Some of the research findings

Animal model:

  • Transgenic zebrafish line was used to visualise hair cells, and also with mutations of the target gene prdm1a. 
  • 300microM neomycin was used to ablate hair cells to test regeneration of hair cells.
  • Outcome assessment included, but not limited to:
    • single-cell RNA sequencing
    • ATAC sequencing (assay for transposase-accessible chromatin using sequencing)
    • source imaging data available: http://www.stowers.org/research/publications/libpb-2495.
    • NCBI Gene Expression Omnibus (GEO) database with accession number GSE268538

Findings:

  • prdm1a was found in hair cells of the zebra fish, in both young and old fish. 
  • When there were mutations in the prdm1a gene, hair cells did not get produced at the normal level. The mature fish ended up with fewer hair cells than normal. 
  • The lateral line did not develop very well in prdm1a mutant fish. 
  • Similarly, having mutations in the prdm1a gene reduced regeneration of hair cells in zebra fish. 
  • Molecular profiling suggested that in prdm1a mutant fish, lateral line hair cells shifted to be more like "auditory-hair cell-like". 
  • prdm1a is a type of protein called a "transcription factor" that can regulate the production of proteins based on the genetic blueprint. Researchers showed using DNA-binding assay and genetic manipulation that prdm1a does indeed bind to DNA to regulate other auditory-hair cell genes, and that having more prdm1a results in production of auditory-hair cell proteins, respectively. 
  • The prdm1a mutant fish hair cells change the shape and properties of hair cells. 

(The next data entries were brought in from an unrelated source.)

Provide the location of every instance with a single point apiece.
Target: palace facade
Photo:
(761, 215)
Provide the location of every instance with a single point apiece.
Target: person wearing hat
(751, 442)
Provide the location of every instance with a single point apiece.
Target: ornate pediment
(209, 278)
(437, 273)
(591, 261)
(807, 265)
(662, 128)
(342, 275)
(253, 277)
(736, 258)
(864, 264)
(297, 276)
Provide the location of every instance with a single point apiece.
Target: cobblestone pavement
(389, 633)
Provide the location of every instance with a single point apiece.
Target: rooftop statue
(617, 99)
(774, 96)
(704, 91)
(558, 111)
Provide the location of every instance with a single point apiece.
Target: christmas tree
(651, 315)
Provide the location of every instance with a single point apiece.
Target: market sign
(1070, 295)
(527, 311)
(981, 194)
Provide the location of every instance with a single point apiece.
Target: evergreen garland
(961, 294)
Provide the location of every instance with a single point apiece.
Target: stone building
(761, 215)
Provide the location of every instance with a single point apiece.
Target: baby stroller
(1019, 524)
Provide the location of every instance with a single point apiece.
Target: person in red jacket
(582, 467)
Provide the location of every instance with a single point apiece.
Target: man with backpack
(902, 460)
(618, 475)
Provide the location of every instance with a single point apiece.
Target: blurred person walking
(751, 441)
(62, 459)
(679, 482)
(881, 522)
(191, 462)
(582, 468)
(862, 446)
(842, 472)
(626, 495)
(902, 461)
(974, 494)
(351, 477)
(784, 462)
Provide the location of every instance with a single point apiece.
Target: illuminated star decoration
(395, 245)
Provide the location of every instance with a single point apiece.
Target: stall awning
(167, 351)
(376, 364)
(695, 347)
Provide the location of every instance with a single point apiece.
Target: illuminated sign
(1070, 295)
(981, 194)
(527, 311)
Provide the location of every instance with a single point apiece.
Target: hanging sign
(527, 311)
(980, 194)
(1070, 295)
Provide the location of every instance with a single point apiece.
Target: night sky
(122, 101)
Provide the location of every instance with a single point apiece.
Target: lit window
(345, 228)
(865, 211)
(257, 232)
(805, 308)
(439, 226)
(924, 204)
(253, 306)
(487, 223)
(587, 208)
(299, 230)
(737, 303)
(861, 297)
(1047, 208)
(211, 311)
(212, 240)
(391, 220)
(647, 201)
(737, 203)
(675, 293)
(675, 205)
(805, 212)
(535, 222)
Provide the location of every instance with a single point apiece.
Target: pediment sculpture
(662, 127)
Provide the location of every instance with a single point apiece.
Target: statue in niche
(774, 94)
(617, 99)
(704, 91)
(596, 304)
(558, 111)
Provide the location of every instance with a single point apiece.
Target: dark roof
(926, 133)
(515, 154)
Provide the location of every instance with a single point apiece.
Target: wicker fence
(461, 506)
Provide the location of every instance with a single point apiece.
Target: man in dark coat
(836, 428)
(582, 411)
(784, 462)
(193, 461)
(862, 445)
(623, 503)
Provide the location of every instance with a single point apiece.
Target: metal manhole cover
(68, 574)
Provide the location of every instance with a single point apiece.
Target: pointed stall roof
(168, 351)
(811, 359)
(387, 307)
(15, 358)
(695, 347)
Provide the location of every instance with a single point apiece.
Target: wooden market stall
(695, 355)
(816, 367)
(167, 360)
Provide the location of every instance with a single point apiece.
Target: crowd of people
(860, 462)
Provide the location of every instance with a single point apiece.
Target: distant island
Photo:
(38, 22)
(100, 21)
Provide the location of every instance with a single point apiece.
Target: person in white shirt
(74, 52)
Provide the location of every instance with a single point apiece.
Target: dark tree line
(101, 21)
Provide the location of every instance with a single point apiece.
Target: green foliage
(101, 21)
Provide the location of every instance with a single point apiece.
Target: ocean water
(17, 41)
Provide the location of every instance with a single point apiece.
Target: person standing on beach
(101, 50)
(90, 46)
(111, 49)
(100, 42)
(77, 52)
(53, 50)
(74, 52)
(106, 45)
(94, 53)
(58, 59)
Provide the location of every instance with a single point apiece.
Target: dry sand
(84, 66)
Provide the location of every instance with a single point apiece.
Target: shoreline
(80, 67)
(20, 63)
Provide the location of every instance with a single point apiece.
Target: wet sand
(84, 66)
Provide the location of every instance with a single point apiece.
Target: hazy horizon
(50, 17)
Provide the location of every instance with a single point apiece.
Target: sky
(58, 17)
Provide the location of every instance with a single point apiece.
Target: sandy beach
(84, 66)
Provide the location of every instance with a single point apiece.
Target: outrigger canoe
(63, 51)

Taken together, prdm1a normally reduces the production of auditory-hair cells in fish, and mutations in prdm1a result in switching of lateral line hair cells to be more auditory-hair cell-like. 

Figure 1a. Transgenic zebrafish showing where hair cells are in green, and auditory hair cells are in pink. Sandler et al. (2025)

Haruna's takeaway

Another massive paper and the power of high-throughput sequencing data analysis! It's a nice example of going from a database to identify a possible target and showing the function. It is, however, also a good example that once a candidate is identified from the database, it takes a lot of work to show the potential role for that gene/protein, one gene at a time. The analysis of hair cell shape, like the kinocilium (=the hair part), was very cool. 

If I remember right, the mammalian analogue of the prdm1a gene, blimp1, is a very important regulator for retinal neuron generation, specifically for a type called biopolar cells. The number of "transcription factor" type proteins is limited (~1600 estimated in the genome), and hence, to generate many different types of cells in the body, it seems that a combination of transcription factors is needed to generate a particular cell type. This results in the same transcription factor can have different roles in different organs, and a complex combinations of transcription factors in the right sequence are required to make a particular cell. So the picture is very complicated. But I guess that's the exciting part about this type of development and regeneration research. 

 ------- 

This is Haruna's 24/100 of the 100-day challenge to post a science blog article every day! I love inner ear biology & cochlear physiology.